>>but isnt there some way to do that without breakin any laws?
its not like theres any profit being made or anything traded for its value.<<

IANAL! (I am not a lawyer!)... of course, no disclaimer will protect you from lawyers anyway, but we keep trying...

To answer your question, though, from what little I've gleaned from just having a mild interest in the subject, I wouldn't think so.

I think the actual wording of the relevant copyright exceptions would be from the original "Betamax" decision, that states that you have the right to time-shift broadcasts for your own use, and the right to create one archival backup of commercial media for your own use.

Note that while this right is not currently in doubt, it is being challenged by repeated attempts to legislate it out of existence. The media companies really, really want you to pay, either on a subscription basis or pay-per-view basis, for every bit of entertainment in your life, and are looking for any possible way to make that happen. Ten years ago, would anyone have considered paying by the month for radio?

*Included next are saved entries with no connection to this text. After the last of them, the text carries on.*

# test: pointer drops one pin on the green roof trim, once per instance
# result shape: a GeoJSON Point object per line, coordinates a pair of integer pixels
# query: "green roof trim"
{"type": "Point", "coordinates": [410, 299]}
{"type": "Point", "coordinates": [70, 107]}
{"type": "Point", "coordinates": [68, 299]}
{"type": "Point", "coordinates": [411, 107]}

The term they typically use for the MOST prohibited activity is "distribution". Note that profit is irrelevant; Netflix or Blockbuster can buy a movie and rent it to a thousand people (certainly "distribution"), or "trade it for it's value", but even they, with their clout, cannot ever do it with a copy.

Aside from the letter of the law, if a judge were to bother to examine the principle (doubtful, unless there are at least millions on both sides), I suspect the argument would be that the proposed activity could easily be interpreted as distribution that replaced ("denied") sales to those holding the copyright, thus "denying" them income.

And, of course, there are few higher crimes in this society than denying a huge corporation income... especially as business models themselves increasingly become laws.

Of course, distributing the orignal has exactly the same effect... but they're working on that too- as evidenced by the legal attacks on used-CD stores, for instance- but in the end they'll probably settle for "improving" the media formats every so often (15 years, accelerating) so you have to re-buy your entire entertainment collection (movies, music, games) over and over again instead. Getting everyone to move from vinyl records to CD and from VHS to DVD was hugely profitiable, expect MUCH more of the same, with less benefit to the consumer, and more "digital rights management" (consumer-rights removal) for each round.

Personally, I don't care even a little bit how whether you distribute the orignal or a copy- I just wouldn't make plans to do so publicly.